Big Data storage and processing
Infrastructure is the key to building a reliable workflow when it comes to enterprise use cases. Earlier, relational databases were worthwhile to invest in for small and mid-sized firms. However, when the data starts pouring in, it is usually the scalability that is put to the test first. Building a flexible infrastructure comes at the cost of complexity. It is likely to have more moving parts that can cause failure in the short-term. However, if done right – something that will not be easy because it has to be tailored exactly to your company – it can result in life-changing improvements for both users and the engineers working with the said infrastructure to build and deliver state-of-the-art products.
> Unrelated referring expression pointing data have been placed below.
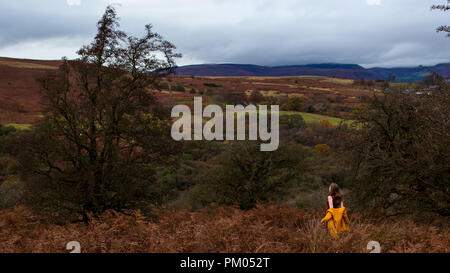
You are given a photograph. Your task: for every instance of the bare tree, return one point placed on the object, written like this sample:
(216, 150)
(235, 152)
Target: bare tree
(443, 8)
(102, 130)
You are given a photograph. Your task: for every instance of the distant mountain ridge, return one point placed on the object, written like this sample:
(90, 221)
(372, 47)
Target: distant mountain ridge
(350, 71)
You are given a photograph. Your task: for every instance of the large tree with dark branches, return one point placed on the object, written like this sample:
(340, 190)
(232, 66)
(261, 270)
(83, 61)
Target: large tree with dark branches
(102, 131)
(443, 8)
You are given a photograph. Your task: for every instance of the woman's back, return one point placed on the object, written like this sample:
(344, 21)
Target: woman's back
(334, 202)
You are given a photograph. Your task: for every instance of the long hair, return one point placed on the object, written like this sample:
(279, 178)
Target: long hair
(336, 193)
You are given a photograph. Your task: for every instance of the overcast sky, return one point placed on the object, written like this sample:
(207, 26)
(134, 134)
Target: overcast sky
(265, 32)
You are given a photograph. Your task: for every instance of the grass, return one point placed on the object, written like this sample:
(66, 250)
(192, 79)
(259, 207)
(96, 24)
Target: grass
(308, 117)
(19, 126)
(314, 118)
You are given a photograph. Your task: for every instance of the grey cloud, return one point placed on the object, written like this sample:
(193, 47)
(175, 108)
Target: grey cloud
(395, 33)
There are many alternatives to SQL, with the NoSQL paradigm being adopted and modified for building different types of systems. Cassandra, MongoDB and CouchDB are some well-known alternatives. Most emerging options can be distinguished based on their disruption, which is aimed at the fundamental ACID properties of databases. To recall, a transaction in a database system must maintain atomicity, consistency, isolation, and durability − commonly known as ACID properties − in order to ensure accuracy, completeness, and data integrity (from Tutorialspoint). For instance, CockroachDB, an open source offshoot of Google’s Spanner database system, has gained traction due to its support for being distributed. Redis and HBase offer a sort of hybrid storage solution while Neo4j remains a flag bearer for graph structured databases. However, traditional areas aside, there are always new challenges on the horizon for building enterprise software.

Figure 1: A crowded landscape to follow (Source: Forbes)

Backups are one such area where startups have found viable disruption points to enter the market. Cloud backups for enterprise software are expensive, non-trivial procedures and offloading this work to proprietary software offers a lucrative business opportunity. Rubrik and Cohesity are two companies that originally started out in this space and evolved to offer added services atop their primary offerings. Clumio is a recent entrant, purportedly creating a data fabric that the promoters expect will serve as a foundational layer to run analytics on top of. It is interesting to follow recent developments in this burgeoning space as we see competitors enter the market and attempt to carve a niche for themselves with their product offerings.

Big Data analytics in the cloud
Apache Hadoop remains the popular choice for many organisations. However, many successors have emerged to offer a set of additional analytical capabilities: Apache Spark, commonly hailed as an improvement to the Hadoop ecosystem; Apache Storm that offers real-time data processing capabilities; and Google’s BigQuery, which is supposedly a full-fledged platform for Big Data analytics.

Typically, cloud providers such as Amazon Web Services and Google Cloud Platform tend to build in-house products leveraging these capabilities, or replicate them entirely and offer them as hosted services to businesses. This helps them provide enterprise offerings that are closely integrated within their respective cloud computing ecosystem. There has been some discussion about the moral consequences of replicating open source products to profit off closed source versions of the same, but there has been no consensus on the topic, nor any severe consequences suffered on account of this questionable approach to boost revenue.

Another hosted service offering a plethora of Big Data analytics tools is Cloudera which has an established track record in the market. It has been making waves since its merger with Hortonworks earlier this year, giving it added fuel to compete with the giants in its bid to become the leading enterprise cloud provider in the market.

Overall, we’ve seen interesting developments in the Big Data storage and analysis domain and as the volume and variety of data grows, so do the opportunities to innovate in the field.